Desktop relational data base management systems do not only handle the
numbers and percents of employee surveys, the text of employee comments,
and the compilation of item banks and rule structures. They can also
handle infinitely large text images like magazine articles and book
chapters, graphical images like pictures and charts, and full motion
audiovisual images like those on movies and videotape.
A manager can view
employee survey results, interactively, from a diskette or CD-ROM provided
by the survey processing program. The manager will not only see what
the problems are and how to fix them, but could also be offered the
option of reading an article or book excerpt tailored to problems manifested
in the manager's survey data. The manager could also be given the option
of viewing a short film or interactive video tutorial to hone skills
for the impending survey feedback meeting. Relational data base management
systems can now integrate all these data and image forms.
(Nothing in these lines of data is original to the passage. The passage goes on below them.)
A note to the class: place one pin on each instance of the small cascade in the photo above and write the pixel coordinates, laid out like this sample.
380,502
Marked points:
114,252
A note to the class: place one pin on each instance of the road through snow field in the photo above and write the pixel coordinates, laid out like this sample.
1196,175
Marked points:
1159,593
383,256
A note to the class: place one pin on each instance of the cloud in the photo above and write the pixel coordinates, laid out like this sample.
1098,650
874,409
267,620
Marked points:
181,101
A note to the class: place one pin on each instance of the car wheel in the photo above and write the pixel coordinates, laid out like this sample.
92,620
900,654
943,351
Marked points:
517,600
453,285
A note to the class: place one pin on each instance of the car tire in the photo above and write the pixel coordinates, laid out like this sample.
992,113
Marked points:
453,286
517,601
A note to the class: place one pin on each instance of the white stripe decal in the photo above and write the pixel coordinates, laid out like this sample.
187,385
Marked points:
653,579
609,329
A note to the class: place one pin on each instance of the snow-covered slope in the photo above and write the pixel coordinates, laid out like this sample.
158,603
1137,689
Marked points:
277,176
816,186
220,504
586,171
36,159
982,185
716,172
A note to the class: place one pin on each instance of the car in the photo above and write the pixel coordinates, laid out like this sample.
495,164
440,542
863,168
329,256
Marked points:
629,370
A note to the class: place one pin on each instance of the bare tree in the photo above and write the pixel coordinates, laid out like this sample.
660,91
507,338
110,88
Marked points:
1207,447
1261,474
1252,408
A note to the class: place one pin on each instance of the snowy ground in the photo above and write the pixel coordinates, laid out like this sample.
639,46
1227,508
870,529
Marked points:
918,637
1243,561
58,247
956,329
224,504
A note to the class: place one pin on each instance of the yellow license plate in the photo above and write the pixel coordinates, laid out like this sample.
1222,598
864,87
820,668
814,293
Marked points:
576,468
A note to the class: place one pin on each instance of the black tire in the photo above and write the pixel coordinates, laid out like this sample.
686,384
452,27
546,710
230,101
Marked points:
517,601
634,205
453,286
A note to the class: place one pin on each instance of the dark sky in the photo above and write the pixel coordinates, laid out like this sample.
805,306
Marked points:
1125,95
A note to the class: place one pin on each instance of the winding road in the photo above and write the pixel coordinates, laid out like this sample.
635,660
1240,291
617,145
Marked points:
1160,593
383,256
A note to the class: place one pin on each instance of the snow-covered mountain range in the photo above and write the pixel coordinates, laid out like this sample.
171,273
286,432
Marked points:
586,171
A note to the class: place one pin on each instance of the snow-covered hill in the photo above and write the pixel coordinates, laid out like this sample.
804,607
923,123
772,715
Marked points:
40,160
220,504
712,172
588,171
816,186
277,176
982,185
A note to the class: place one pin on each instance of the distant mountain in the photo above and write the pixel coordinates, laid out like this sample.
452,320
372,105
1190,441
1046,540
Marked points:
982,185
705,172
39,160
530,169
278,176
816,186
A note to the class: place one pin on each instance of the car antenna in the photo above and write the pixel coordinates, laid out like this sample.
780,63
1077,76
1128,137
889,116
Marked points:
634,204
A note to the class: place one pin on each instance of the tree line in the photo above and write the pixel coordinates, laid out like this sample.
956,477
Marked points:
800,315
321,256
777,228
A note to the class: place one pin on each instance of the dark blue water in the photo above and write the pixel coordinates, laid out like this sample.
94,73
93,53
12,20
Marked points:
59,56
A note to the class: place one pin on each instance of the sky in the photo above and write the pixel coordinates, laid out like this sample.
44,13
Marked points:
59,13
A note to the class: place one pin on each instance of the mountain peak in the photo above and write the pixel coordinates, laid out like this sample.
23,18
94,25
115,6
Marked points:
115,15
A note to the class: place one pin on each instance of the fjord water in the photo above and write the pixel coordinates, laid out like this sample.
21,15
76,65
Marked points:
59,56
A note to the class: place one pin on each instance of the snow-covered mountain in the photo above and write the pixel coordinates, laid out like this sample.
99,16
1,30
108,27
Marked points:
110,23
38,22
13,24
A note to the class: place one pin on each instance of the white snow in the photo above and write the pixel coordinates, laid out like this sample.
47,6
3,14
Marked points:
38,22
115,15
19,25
Expert system applications
for employee opinion surveys are not dreams for a distant future in
survey technology, awaiting future advances in hardware and software,
and eventually lower costs for data processing. The technology and cost
reductions have arrived.
The knowledge base
is also here, but it awaits our inventiveness in organizing and structuring
it. Research and experience have accumulated over the past 60 years
covering such concepts as: job satisfaction, the consequences of having
too little work to do, why some employees intend to leave their jobs,
the consequences of a distrusted management, what happens when you improve
hygiene factors. Some of these issues may be addressed with precise
results from replicated studies, while others yield to the intuition
of skilled practitioners.
Beyond the meaning
of results, anyone who has had significant experience with full-scale
employee surveys understands that to have a survey energize an organization
several things must come together at the same time. Top management must
insist on accountability for the results. Middle management must be
prepared to carry out a serious auditing role. Supervisors must have
effective communications and interpersonal skills. The knowledge bases
for how to tune these conditions, although not as widely known, also
exist and can be integrated into an expert system for employee surveys.
Finally, the integration
of existing technology with existing knowledge bases will benefit consumers
of employee opinion surveys. The benefits will be faster service, lower
prices, higher quality, and a greater value-add in the management of
employee relations and achieving business objectives.